In my experience, Different agency recruiters use manual systems when it comes to administrative work. Despite AI bringing automations, there are only handful of tools created for agency recruiters. My questions here is, why these recruiters don't opt AI based automation tools to reduce time to hire?
1. I spoke with the recruiters and they told me about their internal systems.
2. With AI being everywhere and bringing fast paced automation, I believe one should opt if it brings them value considering the tool does not bring a drastic change into their systems as no one likes interruptions in their operations. Any thoughts on that?
I've had a concept I've been thinking about on and off for a long time.

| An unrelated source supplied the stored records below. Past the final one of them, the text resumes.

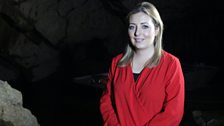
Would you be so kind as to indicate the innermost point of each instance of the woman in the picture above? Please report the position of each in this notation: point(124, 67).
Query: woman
point(145, 83)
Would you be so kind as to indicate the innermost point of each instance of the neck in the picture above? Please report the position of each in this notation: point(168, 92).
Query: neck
point(140, 58)
point(143, 55)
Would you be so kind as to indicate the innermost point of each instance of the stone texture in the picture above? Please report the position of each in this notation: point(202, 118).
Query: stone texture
point(12, 112)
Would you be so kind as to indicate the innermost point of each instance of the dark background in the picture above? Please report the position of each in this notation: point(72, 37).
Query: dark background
point(46, 44)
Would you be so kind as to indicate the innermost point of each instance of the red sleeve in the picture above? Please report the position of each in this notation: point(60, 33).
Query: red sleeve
point(106, 108)
point(173, 108)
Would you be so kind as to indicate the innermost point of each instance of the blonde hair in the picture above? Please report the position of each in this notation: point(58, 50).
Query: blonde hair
point(151, 11)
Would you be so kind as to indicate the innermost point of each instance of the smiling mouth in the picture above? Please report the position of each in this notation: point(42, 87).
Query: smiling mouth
point(138, 40)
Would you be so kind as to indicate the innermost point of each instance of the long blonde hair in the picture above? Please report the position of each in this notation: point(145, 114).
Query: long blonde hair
point(151, 11)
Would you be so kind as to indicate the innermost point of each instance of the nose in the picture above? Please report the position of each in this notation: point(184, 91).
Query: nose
point(137, 31)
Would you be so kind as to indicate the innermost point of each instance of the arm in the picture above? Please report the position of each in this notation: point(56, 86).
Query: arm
point(106, 108)
point(173, 107)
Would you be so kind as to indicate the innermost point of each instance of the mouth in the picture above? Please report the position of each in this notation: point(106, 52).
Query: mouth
point(138, 40)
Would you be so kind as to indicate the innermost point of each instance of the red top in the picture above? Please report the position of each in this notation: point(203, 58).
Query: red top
point(156, 98)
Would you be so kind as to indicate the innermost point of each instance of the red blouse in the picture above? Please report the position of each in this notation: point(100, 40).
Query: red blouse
point(156, 98)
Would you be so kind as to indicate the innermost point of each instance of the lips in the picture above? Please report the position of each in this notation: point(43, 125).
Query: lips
point(138, 39)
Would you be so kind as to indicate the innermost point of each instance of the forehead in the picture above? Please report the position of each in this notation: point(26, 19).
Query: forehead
point(140, 17)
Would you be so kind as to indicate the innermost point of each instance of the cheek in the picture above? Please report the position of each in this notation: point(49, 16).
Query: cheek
point(148, 34)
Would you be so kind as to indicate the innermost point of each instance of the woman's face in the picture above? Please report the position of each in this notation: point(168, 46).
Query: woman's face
point(142, 31)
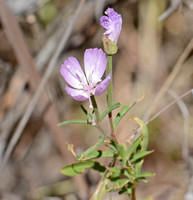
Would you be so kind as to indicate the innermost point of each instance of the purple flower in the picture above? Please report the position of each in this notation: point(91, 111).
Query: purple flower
point(113, 23)
point(83, 86)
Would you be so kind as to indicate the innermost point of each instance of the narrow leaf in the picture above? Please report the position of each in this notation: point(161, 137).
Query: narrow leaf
point(76, 121)
point(108, 110)
point(140, 155)
point(144, 131)
point(98, 154)
point(145, 174)
point(122, 113)
point(134, 146)
point(91, 149)
point(77, 168)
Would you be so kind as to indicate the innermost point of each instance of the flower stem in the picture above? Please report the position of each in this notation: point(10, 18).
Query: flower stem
point(110, 92)
point(133, 196)
point(95, 109)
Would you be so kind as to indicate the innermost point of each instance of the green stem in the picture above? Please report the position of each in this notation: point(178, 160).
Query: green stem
point(95, 108)
point(133, 196)
point(110, 92)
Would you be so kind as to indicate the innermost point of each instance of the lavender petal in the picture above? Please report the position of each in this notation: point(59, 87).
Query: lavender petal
point(78, 95)
point(73, 73)
point(102, 86)
point(95, 62)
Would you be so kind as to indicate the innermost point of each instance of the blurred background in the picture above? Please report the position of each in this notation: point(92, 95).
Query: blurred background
point(155, 59)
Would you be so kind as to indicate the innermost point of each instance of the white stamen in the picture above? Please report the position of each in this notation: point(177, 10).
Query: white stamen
point(90, 75)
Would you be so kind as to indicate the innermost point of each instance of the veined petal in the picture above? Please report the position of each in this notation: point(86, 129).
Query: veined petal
point(95, 62)
point(112, 23)
point(73, 73)
point(104, 21)
point(102, 86)
point(78, 95)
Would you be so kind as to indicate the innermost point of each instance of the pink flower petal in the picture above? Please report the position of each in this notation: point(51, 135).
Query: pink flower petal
point(78, 95)
point(102, 86)
point(73, 73)
point(112, 23)
point(95, 62)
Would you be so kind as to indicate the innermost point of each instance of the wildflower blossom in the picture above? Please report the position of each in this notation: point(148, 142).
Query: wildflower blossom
point(112, 23)
point(83, 85)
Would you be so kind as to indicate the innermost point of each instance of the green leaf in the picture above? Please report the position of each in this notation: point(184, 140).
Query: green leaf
point(122, 150)
point(108, 110)
point(119, 183)
point(107, 154)
point(140, 155)
point(90, 150)
point(144, 174)
point(113, 145)
point(122, 113)
point(119, 171)
point(133, 147)
point(77, 168)
point(76, 121)
point(144, 131)
point(98, 154)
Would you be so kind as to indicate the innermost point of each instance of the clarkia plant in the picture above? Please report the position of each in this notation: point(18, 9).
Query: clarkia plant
point(123, 172)
point(84, 85)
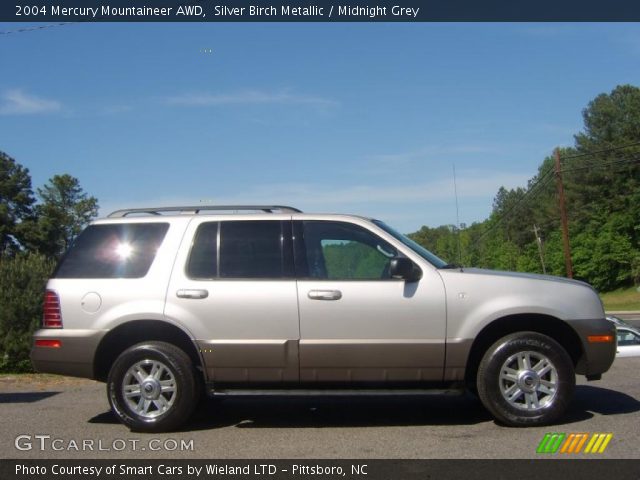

Today I have an RSS reader that sucks in articles from 110 feeds. Over the course of a week it ingests maybe 10,000 articles and picks 300 to show me which I make a thumbs up or thumbs down judgement which is then used to train the model that selects articles. It works great after getting a few thousand judgements and I love the feed I get. I can picture it as a consumer product with the caveat that I think most people would expect to get good recommendations after many fewer judgements. If I was going to productize it for consumers I'd probably use some kind of collaborative filtering (people who read these articles also liked X) as opposed to the content-based filtering it uses now (article X shares some characteristics with other articles you like) because I think it could cold-start for a new user more quickly but then it becomes another StumbleUpon, etc.
I think you can imagine the same kind of system could be used by anyone who is a "professional searcher". Instead of blog articles these could be resumes, or patents, or job listings, or scientific articles, etc. Personally I am more interested in this path for productization.
Does this sound interesting to you? I demo this system a lot and I can do it for you.
Could you please explain what is good enough? I understand the concerns for privacy or data protection but that can be catered easily. The main point is growth considering lots of companies are already opting for AI in terms resume filtering and all. If these companies don't opt for AI automation, they might fall back in their growth targets. What are your thoughts on it?
This is an interesting read. I am seeing something opposite. Accounting firms are getting inclined towards using AI to fasten their processes. Its very hard to infuse AI into such firms but it's happening.